This is a PyTorch implementation of our paper.
@inproceedings{wang2023mosaic,
title={Mosaic Representation Learning for Self-supervised Visual Pre-training},
author={Wang, Zhaoqing and Chen, Ziyu and Li, Yaqian and Guo, Yandong and Yu, Jun and Gong, Mingming and Liu, Tongliang},
booktitle={The Eleventh International Conference on Learning Representations},
year={2023}
}
- Python >= 3.7.12
- PyTorch >= 1.10.2
- torchvision >= 0.11.3
Install PyTorch and ImageNet dataset following the official PyTorch ImageNet training code.
For other dependencies, please run:
pip install -r requirements.txt
We use webdataset to speed up our training process. To convert the ImageNet dataset into webdataset format, please run:
python imagenet2wds.py -i $IMAGENET_DIR -o $OUTPUT_FOLDER
This implementation only supports multi-gpu, DistributedDataParallel training, which is faster and simpler; single-gpu or DataParallel training is not supported.

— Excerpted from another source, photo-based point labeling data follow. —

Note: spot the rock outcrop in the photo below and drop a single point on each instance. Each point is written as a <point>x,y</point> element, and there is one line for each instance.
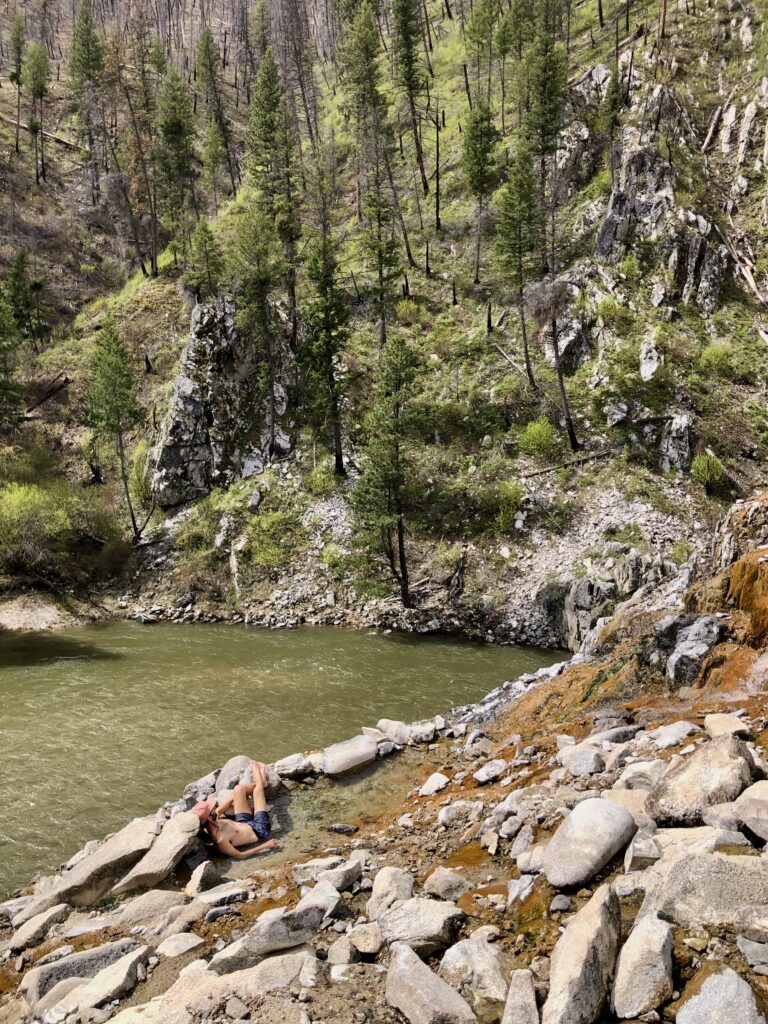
<point>222,422</point>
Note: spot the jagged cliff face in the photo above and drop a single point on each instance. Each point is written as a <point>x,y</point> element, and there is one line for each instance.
<point>227,414</point>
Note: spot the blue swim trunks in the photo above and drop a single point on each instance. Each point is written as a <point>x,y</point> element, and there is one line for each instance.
<point>260,823</point>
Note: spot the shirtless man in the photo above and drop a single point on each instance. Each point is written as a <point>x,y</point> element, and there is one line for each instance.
<point>249,827</point>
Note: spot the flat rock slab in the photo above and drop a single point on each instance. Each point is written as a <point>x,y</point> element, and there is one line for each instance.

To do unsupervised pre-training of a ResNet-50 model on ImageNet in an 8-gpu machine, please run:
# MoCo-v2
bash pretrain_moco.sh
# MosRep
bash pretrain_mosrep.sh
With a pre-trained model, to train a supervised linear classifier on frozen features/weights in an 8-gpu machine, please run:
# MoCo-v2
bash linear_moco.sh
# MosRep
bash linear_mosrep.sh
Our pre-trained ResNet-50 models can be downloaded as following:
Method | Input view | Epochs | Linear Probing Top-1 acc. | Model |
---|---|---|---|---|
MoCo v2 | 2x224 | 200 | 67.7 | download |
MoCo v2 | 2x224 + 4x112 | 200 | 69.8 | download |
MosRep | 2x224 + 4x112 | 200 | 72.3 | download |
This project is under the MIT license. See the LICENSE file for more details.